Senator Mark Kelly flipped a red seat blue for Democrats in a 2020 special election. The seat was previously held by Martha McSally, a Republican who was appointed to serve Arizona in the Senate until the special election was held for the remainder of deceased GOP Senator John McCain's term. Kelly won in that race by a margin of 2.4 percent, with the support of 51.2 percent of Arizona's voters.

The Republican Kelly will face in November has not yet been determined. Venture capitalist Blake Masters, who was endorsed by former President Donald Trump, appears to be the frontrunner. The other leading GOP contenders are Arizona Attorney General Mark Brnovich and businessman Jim Lamon.

The latest polling data shows Kelly ahead of all the Republican challengers. Survey data from Change Research showed the incumbent Democrat 9 points ahead of Masters and 6 points ahead of Lamon. That poll, which was conducted on behalf of the Democratic group Future Majority from June 24 to 27, included 705 registered voters.

Another survey carried out by Blueprint Polling from May 12 to 16 had Kelly in the lead by double digits. The Democratic senator led Masters by 16 percent, Lamon by 13 percent and Brnovich by 17 percent. That poll included 608 likely voters with a margin of error of plus or minus 3.97 points.


The contest between Democratic Senator Raphael Warnock and Republican contender Herschel Walker, a former football star, is one of the most closely watched in the midterms. Warnock narrowly managed to flip the previously GOP-held Senate seat blue in a special January 2021 runoff, just after Biden also became the first Democratic presidential candidate to win in Georgia since 1992.

The current Real Clear Politics average of Georgia polls shows Warnock with a narrow lead over Walker. The Democratic incumbent leads by 1.6 points, with the support of about 47.8 percent of Georgians, compared with 46.2 percent who back the Republican candidate.

Meanwhile, the most recent public poll by Quinnipiac University had Warnock double digits ahead of Walker. The senator was at 54 percent, and his GOP rival was at just 44 percent, a lead of 10 points for the incumbent. That poll surveyed 1,497 registered voters and had a margin of error of plus or minus 2.5 percent.

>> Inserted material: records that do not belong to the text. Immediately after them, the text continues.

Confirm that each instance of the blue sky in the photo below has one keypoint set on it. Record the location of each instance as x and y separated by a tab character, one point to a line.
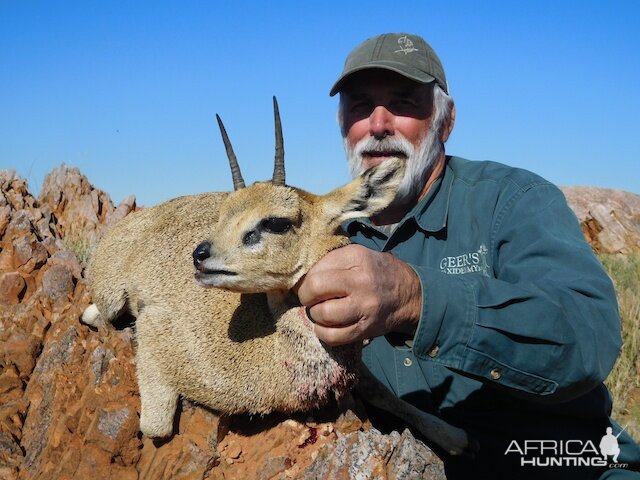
127	91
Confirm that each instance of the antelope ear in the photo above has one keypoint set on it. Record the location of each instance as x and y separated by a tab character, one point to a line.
366	195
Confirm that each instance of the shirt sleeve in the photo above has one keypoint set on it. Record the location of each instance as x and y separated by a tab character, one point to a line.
545	326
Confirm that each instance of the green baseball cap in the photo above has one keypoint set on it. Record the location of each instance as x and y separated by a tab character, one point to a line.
403	53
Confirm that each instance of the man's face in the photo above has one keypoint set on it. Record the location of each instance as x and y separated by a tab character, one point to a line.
382	104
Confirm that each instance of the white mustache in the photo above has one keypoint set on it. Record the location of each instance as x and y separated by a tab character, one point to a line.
394	145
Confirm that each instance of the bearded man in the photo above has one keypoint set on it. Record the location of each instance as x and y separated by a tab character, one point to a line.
482	300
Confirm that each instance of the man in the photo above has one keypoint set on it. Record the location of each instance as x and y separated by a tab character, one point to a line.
483	301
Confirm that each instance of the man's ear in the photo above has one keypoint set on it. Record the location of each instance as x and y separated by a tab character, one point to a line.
447	129
365	196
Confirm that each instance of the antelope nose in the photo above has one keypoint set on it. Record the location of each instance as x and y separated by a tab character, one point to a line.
201	253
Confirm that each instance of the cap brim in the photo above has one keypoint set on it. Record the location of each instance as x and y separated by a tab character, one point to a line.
400	68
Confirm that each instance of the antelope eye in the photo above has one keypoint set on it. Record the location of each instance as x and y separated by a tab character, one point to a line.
251	238
276	225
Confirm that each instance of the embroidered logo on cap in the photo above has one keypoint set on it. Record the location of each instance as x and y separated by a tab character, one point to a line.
406	45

Recent polling data suggests Democratic Senator Catherine Cortez Masto could be in for a tough race against Trump-backed Republican Adam Laxalt, Nevada's former attorney general. News and polling analysis site FiveThirtyEight's average of recent surveys shows Cortez Masto leading by just under 1 percent.

Meanwhile, the most recent survey conducted by Change Research for Democratic group Future Majority showed Cortez Masto with a lead of 3 points. The incumbent senator had the backing of 46 percent of Nevada's registered voters while Laxalt had the support of 43 percent. Seven hundred and one voters were included in the survey, which was carried out from June 24 to 27.

New Hampshire

Similar to Arizona, it's still unclear whom incumbent Democratic Senator Maggie Hassan will run against. Trump has not yet weighed in with an endorsement in the GOP primary, which will take place on September 13. The Republican contenders are retired Army Brigadier General Don Bolduc, President of the New Hampshire Senate Chuck Morse, former state Representative Kevin Smith and financial adviser Bruce Fenton.

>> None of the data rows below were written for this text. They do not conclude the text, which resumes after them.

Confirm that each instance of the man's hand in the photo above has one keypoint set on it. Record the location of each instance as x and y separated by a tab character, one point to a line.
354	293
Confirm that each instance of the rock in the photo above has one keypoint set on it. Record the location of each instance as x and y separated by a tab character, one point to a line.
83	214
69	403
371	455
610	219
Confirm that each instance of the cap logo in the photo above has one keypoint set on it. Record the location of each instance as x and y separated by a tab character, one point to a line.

Although Republicans believe they have a chance at flipping the seat red, recent polling data shows Hassan in the lead against most of her opponents. Late June survey data by Change Research had the incumbent Democrat up by 9 points against Bolduc. A previous April survey by the University of New Hampshire showed Hassan ahead of Bolduc by 1 point, leading Fenton by 6 points and Smith by 1 point. Morse, however, came out 2 points ahead of Hassan.

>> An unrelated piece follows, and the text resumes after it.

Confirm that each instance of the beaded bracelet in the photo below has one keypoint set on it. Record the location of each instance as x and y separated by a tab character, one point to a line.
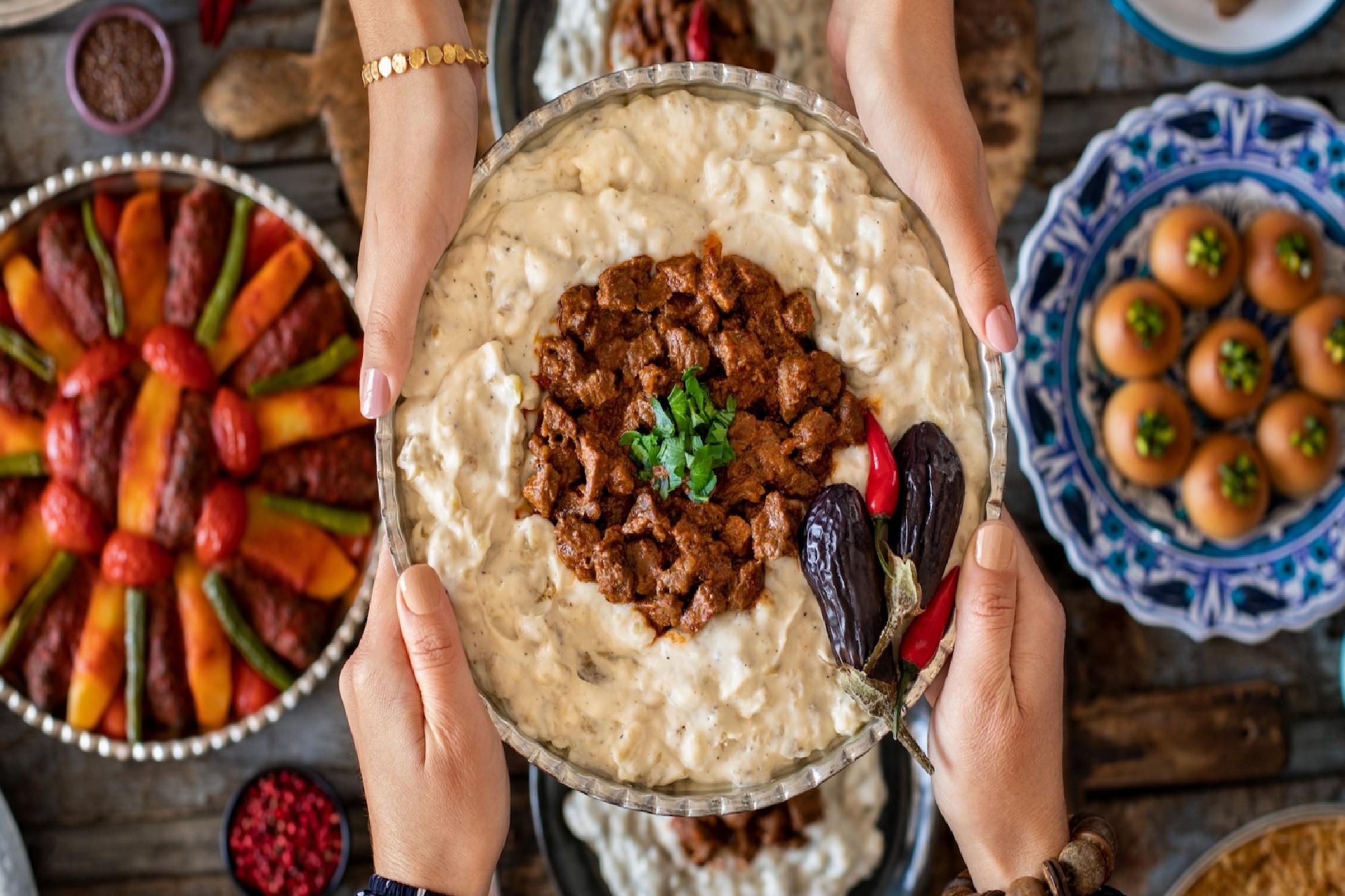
1083	868
432	56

Whether Republicans can shift the Senate back to their control remains to be seen, but recent historical precedent is on their side. Last June, the University of Virginia's Center for Politics released an analysis of midterm elections going back to 1946. That report showed that the president's party has lost more than three Senate seats, on average, during the midterms. The biggest loss has been 13 seats, while the largest gain has been just four seats.